What this means, I don't care to guess. But, there is certainly more of a bias towards Zeal than towards Mercy. It's just that fewer Zealots are memorable or interesting. That is the problem that needs correction. Not an overwhelming amount of monster-hugging, just the fact that those are easier to remember than the wide variety of DOOM clones we've had.
The problem is not mercy-twinking, though we do get that. It's more along the lines of Zealots who want a new weapon in the form of a convenient werewolf. Eleven dice of aggravated damage, don't you know? And, if they feel like they can justify it to themselves by giving their character a couple dots of Mercy (and the commensurate edges, of course), so much the worse. But that's Zealot-twinking, not Mercy-twinking.
And, of course, I should point out that the best my long-term, Mercy-creed character had in terms of alliances was, as a strict matter of fact, a short-term alliance of convenience. And not without cost, and without revealing spoiler information.

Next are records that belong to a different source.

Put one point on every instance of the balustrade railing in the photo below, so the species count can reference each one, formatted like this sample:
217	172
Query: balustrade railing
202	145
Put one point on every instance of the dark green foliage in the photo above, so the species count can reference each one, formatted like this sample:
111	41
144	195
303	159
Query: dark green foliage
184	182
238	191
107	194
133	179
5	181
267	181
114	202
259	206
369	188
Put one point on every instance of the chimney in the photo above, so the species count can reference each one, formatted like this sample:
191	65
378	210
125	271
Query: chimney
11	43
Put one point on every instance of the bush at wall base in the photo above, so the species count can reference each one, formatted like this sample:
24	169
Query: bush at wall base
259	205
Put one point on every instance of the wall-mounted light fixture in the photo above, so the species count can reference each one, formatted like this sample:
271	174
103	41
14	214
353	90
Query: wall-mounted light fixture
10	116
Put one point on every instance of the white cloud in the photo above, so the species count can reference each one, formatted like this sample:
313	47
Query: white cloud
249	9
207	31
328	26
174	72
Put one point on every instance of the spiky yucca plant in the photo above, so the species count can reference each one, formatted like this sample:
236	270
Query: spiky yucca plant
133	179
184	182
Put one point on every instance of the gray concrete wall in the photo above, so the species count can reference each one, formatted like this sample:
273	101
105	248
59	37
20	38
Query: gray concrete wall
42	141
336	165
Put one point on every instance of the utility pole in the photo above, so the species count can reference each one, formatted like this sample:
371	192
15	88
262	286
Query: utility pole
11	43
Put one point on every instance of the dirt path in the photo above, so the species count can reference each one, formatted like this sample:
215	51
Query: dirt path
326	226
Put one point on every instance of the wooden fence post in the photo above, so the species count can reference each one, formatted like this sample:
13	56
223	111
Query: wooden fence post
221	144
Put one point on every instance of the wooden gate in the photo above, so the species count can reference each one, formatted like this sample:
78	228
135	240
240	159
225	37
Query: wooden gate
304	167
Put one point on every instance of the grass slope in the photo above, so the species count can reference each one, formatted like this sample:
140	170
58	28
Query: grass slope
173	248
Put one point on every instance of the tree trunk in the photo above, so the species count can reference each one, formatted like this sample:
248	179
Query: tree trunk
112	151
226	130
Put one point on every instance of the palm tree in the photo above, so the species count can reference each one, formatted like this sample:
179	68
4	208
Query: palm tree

Like I said before, it's all in the execution.
: (Continued...)
: That's fine. If it hasn't been apparent by now, I, personally, prefer (and find more enjoyable) the
: Zeal-based creeds. So do others. Some (like you, Lex) prefer the Mercy creeds. Others, Vision. It's all cool, and they all have their place in Hunter.
: Hunter is, in many senses, a game about *balance*, and disturbing that balance, in *any* direction, is Bad. When the list first began (in the WAY Back When), there was a *strong* tendency to Zeal-twinking (silver katanas and all that). The List shouted them down (heck, I even helped once or twice), and offered up inspirational Mercy-based stories (like Accord) to counteract the trend. And it worked. The list did become more balanced, which is a Good Thing.
: The problem is, the corrective forces are *still* being applied, at far above maintenance levels. Which is, IMO, forcing us to the other extreme, and now we're seeing Mercy-twinking. (No, I have no concrete idea of what Vision-twinking would look like.) The worst part is, it's more subtle than the Zeal-twinking, and slips under the radar, so it doesn't get shouted down as much.
: There's a balance between the three Virtues in Hunter, and the game is (IMO again) at it's best when they're all in balance. And right now, I don't think they are.
: As for the list population issue, from our current vantage point, we can't distinguish whether the bias is in the posters or our sample; maybe the Zeal-posters go elsewhere, artifically slanting us towards Mercy.
: And all of this is peripheral to the key objection :
: The problem isn't that alliances or friendships were impossible between Hunters and Monsters, just that overall, such are *overwhelmlingly* likely to be short-term alliances of convience, which is *not* how *most* people play these alliances.